A Goodbox terminal in a store, for example, could advertise more than one charity and emphasise current campaigns by those charities. “People donate to causes, not charities,” O’Brien says. “We want to empower causes to fundraise as best as possible. If a charity is looking to do something on a grander scale, we want to help them raise money.”

Goodbox has already raised £1m in funding in addition to £4m from a single large investor who got involved during a seed round. In November, it raised a further £2.4m in exchange for 23.21 per cent equity on Seedrs, a crowdfunding platform, in a round led by PNFT Social & Community Investments.

While that sounds like a lot, O’Brien says the payments industry is an expensive place to work. “You’re working with consumer data where there is a risk of fraud,” he says. “There’s a lot packed into these things in terms of ensuring security.”

The terminals have been tested with existing technology, borrowed from other manufacturers.
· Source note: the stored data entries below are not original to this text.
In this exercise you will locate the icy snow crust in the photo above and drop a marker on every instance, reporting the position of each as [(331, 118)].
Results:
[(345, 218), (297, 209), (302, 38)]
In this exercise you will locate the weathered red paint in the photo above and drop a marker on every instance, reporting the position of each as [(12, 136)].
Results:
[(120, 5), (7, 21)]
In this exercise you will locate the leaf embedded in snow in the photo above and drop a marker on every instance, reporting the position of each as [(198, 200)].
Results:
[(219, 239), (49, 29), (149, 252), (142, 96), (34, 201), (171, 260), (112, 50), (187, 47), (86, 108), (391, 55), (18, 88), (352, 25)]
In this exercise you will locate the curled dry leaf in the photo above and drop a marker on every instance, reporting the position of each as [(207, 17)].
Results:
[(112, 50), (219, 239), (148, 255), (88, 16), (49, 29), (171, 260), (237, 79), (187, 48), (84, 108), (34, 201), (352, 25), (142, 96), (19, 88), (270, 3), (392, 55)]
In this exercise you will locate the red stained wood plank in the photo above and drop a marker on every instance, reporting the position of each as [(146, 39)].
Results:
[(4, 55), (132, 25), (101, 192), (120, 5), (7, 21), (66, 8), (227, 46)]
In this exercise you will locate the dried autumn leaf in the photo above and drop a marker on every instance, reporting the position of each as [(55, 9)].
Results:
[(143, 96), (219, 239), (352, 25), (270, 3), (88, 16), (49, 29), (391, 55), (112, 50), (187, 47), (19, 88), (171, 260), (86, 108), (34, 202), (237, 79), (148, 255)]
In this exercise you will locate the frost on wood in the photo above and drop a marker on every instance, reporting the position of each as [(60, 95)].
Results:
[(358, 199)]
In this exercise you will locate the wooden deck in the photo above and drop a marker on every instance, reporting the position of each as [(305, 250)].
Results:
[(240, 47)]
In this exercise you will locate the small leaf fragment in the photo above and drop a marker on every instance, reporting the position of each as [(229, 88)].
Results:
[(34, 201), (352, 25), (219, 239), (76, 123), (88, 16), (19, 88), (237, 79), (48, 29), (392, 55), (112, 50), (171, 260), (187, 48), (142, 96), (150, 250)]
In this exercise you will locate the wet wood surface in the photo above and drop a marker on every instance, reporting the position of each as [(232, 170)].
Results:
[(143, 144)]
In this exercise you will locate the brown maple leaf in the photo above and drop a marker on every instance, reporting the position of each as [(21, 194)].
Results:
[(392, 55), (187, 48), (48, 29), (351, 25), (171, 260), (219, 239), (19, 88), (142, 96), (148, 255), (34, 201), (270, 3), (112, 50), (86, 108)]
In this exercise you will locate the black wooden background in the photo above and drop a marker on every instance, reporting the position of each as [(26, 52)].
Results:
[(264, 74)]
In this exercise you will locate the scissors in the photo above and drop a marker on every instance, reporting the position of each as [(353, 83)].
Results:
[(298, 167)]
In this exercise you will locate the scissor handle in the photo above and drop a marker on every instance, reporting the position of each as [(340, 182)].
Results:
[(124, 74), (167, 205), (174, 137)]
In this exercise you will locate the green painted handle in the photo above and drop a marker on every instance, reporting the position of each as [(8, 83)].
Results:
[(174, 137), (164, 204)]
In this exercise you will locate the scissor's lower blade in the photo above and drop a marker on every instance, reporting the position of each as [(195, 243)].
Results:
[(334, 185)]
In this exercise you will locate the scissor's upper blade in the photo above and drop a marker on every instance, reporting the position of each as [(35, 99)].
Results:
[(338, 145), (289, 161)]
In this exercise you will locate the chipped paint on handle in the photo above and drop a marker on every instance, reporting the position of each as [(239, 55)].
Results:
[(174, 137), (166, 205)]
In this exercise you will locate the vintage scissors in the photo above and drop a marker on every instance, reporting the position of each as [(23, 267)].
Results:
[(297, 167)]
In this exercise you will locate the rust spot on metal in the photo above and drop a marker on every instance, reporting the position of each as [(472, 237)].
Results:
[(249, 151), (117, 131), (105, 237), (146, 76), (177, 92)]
Goodbox will use some of the latest funding for an intensive research and development phase over the next few months to manufacture its own product. “It’s like putting a scooter engine inside a Ferrari, it doesn’t quite fit,” O’Brien says. “Building everything from scratch ourselves solves that problem.”

In the meantime, the trial continues with new charity partners including the Imperial Health Charity, which is introducing a Goodbox at the children’s department of St Mary’s Hospital. “We’re seeing more and more people willing to support their local hospitals through cash donations,” says Ian Lush, chief executive of Imperial Health Charity. “With the 70th anniversary of the NHS coming up next year, we believe contactless giving will enable even more people to give back.”